The project gives Hapag-Lloyd a route to decarbonise part of its existing chartered fleet while extending vessel service life and increasing fuel flexibility. A large share of the global container fleet will remain in service for years, even as shipowners order new vessels designed for alternative fuels.

Silke Lehmköster, Managing Director Fleet at Hapag-Lloyd, said: “Retrofitting existing vessels is an important lever on our way to decarbonize our fleet operations by 2045. The successful conversion of the Seaspan Yangtze shows that technical innovation and close cooperation with strong partners can make proven vessels ready for the use of low-carbon fuels.

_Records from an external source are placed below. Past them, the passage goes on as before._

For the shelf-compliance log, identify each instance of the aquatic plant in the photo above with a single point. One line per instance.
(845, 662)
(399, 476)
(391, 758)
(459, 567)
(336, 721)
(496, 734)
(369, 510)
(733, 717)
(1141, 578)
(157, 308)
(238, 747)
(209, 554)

For our customers, this is another concrete step towards more sustainable supply chains.”

The conversion is significant because shipping’s alternative-fuel transition cannot rely only on newbuild vessels. New orders can improve future fleet performance, but container supply chains operate through existing tonnage, charter arrangements, service networks, port infrastructure, and long asset lives. Retrofitting creates a bridge between today’s fleet and the lower-carbon fuels that carriers are trying to secure.

Methanol has emerged as one of the main alternative fuel pathways for container shipping, alongside LNG, ammonia development, biofuels, electrification in limited applications, and operational efficiency measures. Its advantages include easier handling than some alternatives and the potential to use low-carbon or renewable feedstocks. Its limits are equally practical: fuel availability, lifecycle emissions, bunkering infrastructure, cost, and competition for green methanol supply.

The retrofit programme therefore sits in a wider commercial context. Cargo owners are asking carriers for lower-carbon transport options, but they also need reliable schedules, capacity, and cost discipline. A vessel that can operate on methanol gives fuel optionality, yet the emissions benefit depends on access to low-carbon methanol at scale. That places shipping decarbonisation partly outside the vessel itself and into fuel production, port bunkering, and energy procurement.

The movement of capital into maritime technology and fuel transition is already visible, with TMV’s $200m maritime and logistics venture fund targeting areas including energy transition, next-generation fuels, autonomy, and maritime systems. The Hapag-Lloyd retrofit shows why that investment theme is practical rather than distant: shipping needs deployable technologies that can work within existing assets, not only long-term concepts for future fleets.

Retrofitting also gives carriers a way to reduce carbon exposure without waiting for shipyard slots and new vessel delivery cycles. That can be useful as customers, regulators, and investors place more scrutiny on transport emissions. For manufacturers and retailers using ocean freight, lower-carbon shipping products are becoming part of procurement and sustainability planning, even where price remains the main commercial driver.

The Seaspan Yangtze conversion will now be judged by operating performance. Engine reliability, fuel availability, maintenance requirements, emissions data, and commercial utilisation will determine how much confidence the industry places in similar projects. If the remaining four conversions deliver consistently, methanol retrofit could become a stronger part of the container sector’s decarbonisation toolkit.